29 January 2016

Staircases aren’t quite as popular as they used to be many years ago, but for those homeowners today, who are fortunate enough to have a house with an intact staircase, or for those who’ve taken the time to outfit their home with the finest staircase, it is an investment that will last them lifetime.

However, ensuring that your home staircase is kept in the best shape possible, both visually and structurally, you may have to do a significant bit of maintenance. Thankfully, most old-fashioned timber staircases and a number of well-constructed modern ones are made from top-grade timber, and as such don’t require much in the way of protecting them against rot, mould, or termites.

Quality timber staircases are typically immune from the ravages of moisture or termites, but only if they are properly ‘sealed’, to guarantee that none of wood’s typical enemies manage to get a foothold. That’s why maintaining them is important.

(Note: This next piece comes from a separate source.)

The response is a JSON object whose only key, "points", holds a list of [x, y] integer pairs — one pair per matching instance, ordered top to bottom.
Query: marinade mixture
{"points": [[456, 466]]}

Maintaining your timber staircase need not be a complicated task, since nowadays, there is a vast array of wood care, conditioning, and priming products that not only protect the surface of the wood, but also helps to condition it to maintain a highly desired reflective lustre. A well-maintained and well-polished staircase doesn’t only resist scratches, it also repels water and dust, which will not only eventually eat through the wood, but also opens it up to damage and marring.

To ensure that the mirror polish of your staircase is kept in pristine condition, you may also want to invest in buffers of some sort. There are manual buffers and electrical ones, choose one that is best suited for your temperament, budget, and cleaning methods. To buff and prep an old timber staircase that has not been polished ‘in a while’, begin with a thorough buffing, and then apply your choice of wax, oil, or other polishing product.

If you allow the timber to set prior to a secondary buffing, which also counts as extra polishing, it will ensure that the nourishing oils seep into the pores of the wood. To keep the best shine possible, a weekly or bi-weekly maintenance consisting of a thin application of wax, oil or your choice of wood cleaning products should be more than enough to guarantee that your staircase will look as good as new for many decades to come.